En estos paseos descubrimos un sitio abierto rodeado de acequias y de
árboles, con tres grandes mesas de madera y bancos, y con capacidad para albergar a mucha gente. Mi madre está
planeando que toda la familia venga a pasar con nosotros un día de campo, y
este sería el lugar ideal.
El plan se puso en práctica y, uno de los fines de semana de aquel
verano, toda la familia se desplazó a Villaviciosa. Se fijó la fecha y, un
domingo, toda la familia fue llegando en sucesivas oleadas.

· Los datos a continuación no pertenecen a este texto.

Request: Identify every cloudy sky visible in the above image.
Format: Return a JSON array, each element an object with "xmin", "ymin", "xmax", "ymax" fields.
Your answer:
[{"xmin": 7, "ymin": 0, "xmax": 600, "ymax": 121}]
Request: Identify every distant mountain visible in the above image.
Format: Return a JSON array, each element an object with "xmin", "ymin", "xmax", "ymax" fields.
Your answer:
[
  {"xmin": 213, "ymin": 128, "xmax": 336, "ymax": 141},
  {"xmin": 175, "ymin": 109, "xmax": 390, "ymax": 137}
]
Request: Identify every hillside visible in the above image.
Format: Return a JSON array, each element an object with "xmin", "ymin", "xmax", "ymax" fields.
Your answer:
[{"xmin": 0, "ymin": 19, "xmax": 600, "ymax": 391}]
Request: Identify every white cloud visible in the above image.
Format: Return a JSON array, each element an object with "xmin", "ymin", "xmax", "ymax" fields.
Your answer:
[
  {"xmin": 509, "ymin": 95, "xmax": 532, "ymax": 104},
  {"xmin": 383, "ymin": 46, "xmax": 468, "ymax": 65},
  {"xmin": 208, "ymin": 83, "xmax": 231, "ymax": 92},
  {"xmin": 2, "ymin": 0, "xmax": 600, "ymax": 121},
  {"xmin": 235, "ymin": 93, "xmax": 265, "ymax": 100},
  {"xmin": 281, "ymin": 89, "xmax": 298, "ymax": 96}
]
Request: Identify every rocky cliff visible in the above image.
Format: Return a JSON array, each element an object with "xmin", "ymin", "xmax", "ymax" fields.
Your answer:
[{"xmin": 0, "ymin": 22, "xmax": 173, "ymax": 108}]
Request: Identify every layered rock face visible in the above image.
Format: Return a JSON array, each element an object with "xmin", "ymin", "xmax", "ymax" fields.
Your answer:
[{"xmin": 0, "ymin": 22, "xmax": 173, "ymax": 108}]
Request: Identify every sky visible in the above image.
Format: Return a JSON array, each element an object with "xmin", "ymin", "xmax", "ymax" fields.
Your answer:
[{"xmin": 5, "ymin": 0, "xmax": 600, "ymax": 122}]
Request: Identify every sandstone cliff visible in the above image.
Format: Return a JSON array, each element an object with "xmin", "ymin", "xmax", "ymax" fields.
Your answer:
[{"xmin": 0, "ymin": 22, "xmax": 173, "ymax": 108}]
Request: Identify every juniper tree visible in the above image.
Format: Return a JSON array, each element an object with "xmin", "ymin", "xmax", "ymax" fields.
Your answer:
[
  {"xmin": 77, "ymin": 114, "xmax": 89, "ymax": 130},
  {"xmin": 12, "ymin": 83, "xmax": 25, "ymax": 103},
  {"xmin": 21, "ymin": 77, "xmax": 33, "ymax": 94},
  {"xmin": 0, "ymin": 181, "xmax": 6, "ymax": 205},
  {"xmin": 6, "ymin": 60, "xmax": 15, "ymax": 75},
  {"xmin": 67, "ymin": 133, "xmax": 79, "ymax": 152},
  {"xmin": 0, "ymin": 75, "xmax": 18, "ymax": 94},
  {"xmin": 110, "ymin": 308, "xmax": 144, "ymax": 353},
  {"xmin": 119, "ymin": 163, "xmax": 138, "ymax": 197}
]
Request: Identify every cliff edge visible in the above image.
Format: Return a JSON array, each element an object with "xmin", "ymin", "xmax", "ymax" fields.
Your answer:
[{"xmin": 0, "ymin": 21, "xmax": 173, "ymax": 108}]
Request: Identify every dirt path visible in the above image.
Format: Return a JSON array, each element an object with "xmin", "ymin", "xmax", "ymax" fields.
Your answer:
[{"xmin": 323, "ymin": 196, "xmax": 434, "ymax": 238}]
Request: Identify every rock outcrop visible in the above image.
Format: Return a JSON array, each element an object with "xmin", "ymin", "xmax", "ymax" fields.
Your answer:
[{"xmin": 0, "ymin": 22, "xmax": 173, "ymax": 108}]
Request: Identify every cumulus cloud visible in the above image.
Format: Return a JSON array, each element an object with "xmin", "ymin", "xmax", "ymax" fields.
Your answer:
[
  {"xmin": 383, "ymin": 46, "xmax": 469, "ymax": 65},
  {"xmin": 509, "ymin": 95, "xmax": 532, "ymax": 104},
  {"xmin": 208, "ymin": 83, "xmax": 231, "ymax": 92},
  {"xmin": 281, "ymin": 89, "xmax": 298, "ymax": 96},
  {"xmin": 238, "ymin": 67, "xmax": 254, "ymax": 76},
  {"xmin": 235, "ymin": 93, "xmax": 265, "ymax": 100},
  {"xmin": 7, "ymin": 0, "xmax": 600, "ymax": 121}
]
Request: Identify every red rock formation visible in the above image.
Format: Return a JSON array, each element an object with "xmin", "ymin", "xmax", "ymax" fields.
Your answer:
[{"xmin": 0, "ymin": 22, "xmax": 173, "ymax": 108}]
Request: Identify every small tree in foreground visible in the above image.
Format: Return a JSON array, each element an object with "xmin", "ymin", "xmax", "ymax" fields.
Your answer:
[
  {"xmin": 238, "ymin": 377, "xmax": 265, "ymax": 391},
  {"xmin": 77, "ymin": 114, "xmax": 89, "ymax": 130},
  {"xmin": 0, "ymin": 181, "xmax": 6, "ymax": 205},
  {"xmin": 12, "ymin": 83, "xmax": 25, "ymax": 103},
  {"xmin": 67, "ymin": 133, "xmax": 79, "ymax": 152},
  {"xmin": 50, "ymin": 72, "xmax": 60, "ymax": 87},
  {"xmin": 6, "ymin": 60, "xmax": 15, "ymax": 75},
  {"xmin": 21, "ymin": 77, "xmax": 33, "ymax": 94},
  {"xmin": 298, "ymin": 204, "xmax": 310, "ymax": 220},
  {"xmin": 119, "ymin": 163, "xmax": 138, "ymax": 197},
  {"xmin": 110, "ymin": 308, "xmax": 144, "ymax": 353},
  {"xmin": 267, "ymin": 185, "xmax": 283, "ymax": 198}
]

Los primeros, el primo Pepe y el tío Manolo, llegaron de noche y
encontraron la casa de milagro; estaban un poco “chispas” y nos despertaron
llamando en voz susurrante para no despertar a los vecinos. No sé cómo habían
podido llegar a aquellas horas; algún conocido les llevó en coche hasta el
pueblo y llegaron contando una historia
de cómo, con los faros del coche habían perseguido una liebre por la carretera.
Dada la hora que era, ya no se durmió esa noche y, antes de amanecer, los llevé
a colonizar el lugar elegido para pasar el día.
Con la llegada de los primeros coches de línea, que tenían su base
cerca de la taberna de la tía Blasa y el tío Pedro, fueron llegando el resto de
los excursionistas. La tía María y el tío Eusebio, la prima Amparo y el primo
Manolo con sus respectivas parejas y María, la novia del primo Pepe; la tía
Carmen, con sus hijos, Carmen, Charín y Manolo y no sé cuántos tíos y primos
más. Cuando algunos otros domingueros llegaron donde habitualmente pasaban el
día, se lo encontraron invadido por una extraña banda que les impedía ocupar su
espacio habitual. Fue un día estupendo, con juegos y carreras por toda la zona
y abundante comida. Los filetes empanados, las tortillas de patatas con
pimientos, las ensaladas, la fruta fresca y las botas de vino de Valdepeñas
puestas a refrescar en la acequia, permitían recuperar las energías perdidas en
los juegos. Todo salió muy bien y, sin duda, fue el mejor día del verano.